Edgar sits across from Gracie in the refectory She eats her food without tasting it because she decided years ago that taste is not the point. The point is to clean the plate.

Grade says, "No, please, you can't."

"Just to see."

"No, no, no, no."

"I want to see for myself."

"This is tabloid. This is the worst kind of tabloid superstition. It's horrible. A complete, what is it? A complete abdication, you know? Be sensible. Don't abdicate your good sense."

"It could be her they're seeing."

"You know what this is? It's the nightly news. It's the local news at eleven with all the grotesque items neatly spaced to keep you watching the whole half hour."
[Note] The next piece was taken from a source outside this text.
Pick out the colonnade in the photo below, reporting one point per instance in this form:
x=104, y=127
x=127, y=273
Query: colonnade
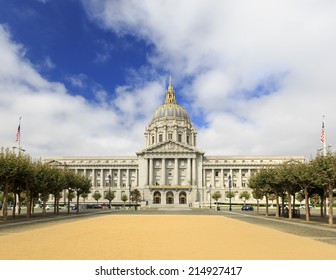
x=171, y=171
"I think I have to go," Edgar says.

"This is something for poor people to confront and judge and understand and we have to see it in that framework. The poor need visions, okay?"

"I believe you are patronizing the people you love," Edgar says softly.

"That's not fair."

"You say the poor. But who else would saints appear to? Do saints and angels appear to bank presidents? Eat your carrots."

"It's the nightly news. It's gross exploitation of a child's horrible murder."